Ada beberapa alasan mengapa orang begitu mudah percaya dan menyebarkan informasi hoaks. Media sosial telah menjadi tempat di mana berita palsu atau hoaks sering kali ditemukan. Data dari Kementerian Komunikasi dan Informatika pada tahun 2023 menunjukkan bahwa ada sekitar 1.615 konten hoaks yang tersebar di platform digital dan situs internet. Namun, angka tersebut mungkin lebih tinggi karena tidak semua konten hoaks dilaporkan dan ditangani.
Sebuah studi yang dipublikasikan di Proceedings of the National Academy of Sciences menemukan bahwa orang yang mudah terpengaruh oleh berita palsu dan menyebarkannya biasanya berkaitan dengan cara mereka berpikir. Studi yang dilakukan oleh University of Southern California (USC) mengungkapkan bahwa orang-orang yang mudah percaya hoaks seringkali kurang memiliki keterampilan berpikir kritis yang diperlukan untuk membedakan kebenaran dari kebohongan. Selain itu, keyakinan politik yang kuat juga bisa memengaruhi kemampuan mereka dalam menilai informasi.

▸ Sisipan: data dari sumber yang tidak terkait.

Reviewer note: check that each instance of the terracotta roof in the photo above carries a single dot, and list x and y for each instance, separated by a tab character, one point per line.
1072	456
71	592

Dalam penelitian tersebut, ditemukan bahwa 15% dari orang yang paling sering menyebarkan berita adalah bertanggung jawab atas penyebaran sekitar 30% hingga 40% berita palsu. Hal ini menunjukkan bahwa ada hubungan antara kebiasaan orang dalam menyebarkan hoaks dengan dorongan yang muncul saat berinteraksi di media sosial. Orang-orang sering kali terjebak dalam kebiasaan seperti memberi like, berkomentar, mengikuti tren, dan menyebarkan informasi yang viral tanpa memikirkannya terlebih dahulu.
Para peneliti dari USC Marshall School of Business dan USC Dornsife College of Letters, Arts and Sciences terus mempelajari mengapa orang begitu mudah menyebarkan hoaks. Mereka menemukan bahwa kebiasaan orang dalam berinteraksi di media sosial seringkali dipicu oleh sistem penghargaan yang ada di platform tersebut. Pengguna media sosial terbiasa untuk mendapatkan pengakuan dari orang lain melalui like, komentar, dan share.
Dengan demikian, kegiatan mengunggah, berbagi, dan berinteraksi di media sosial dapat menjadi kebiasaan bagi banyak orang. Hal ini membuat mereka mudah terpengaruh dan menyebarkan informasi hoaks tanpa melakukan penilaian kritis terlebih dahulu. Kebiasaan ini lebih berpengaruh daripada faktor-faktor lain seperti keyakinan politik atau kemampuan berpikir kritis.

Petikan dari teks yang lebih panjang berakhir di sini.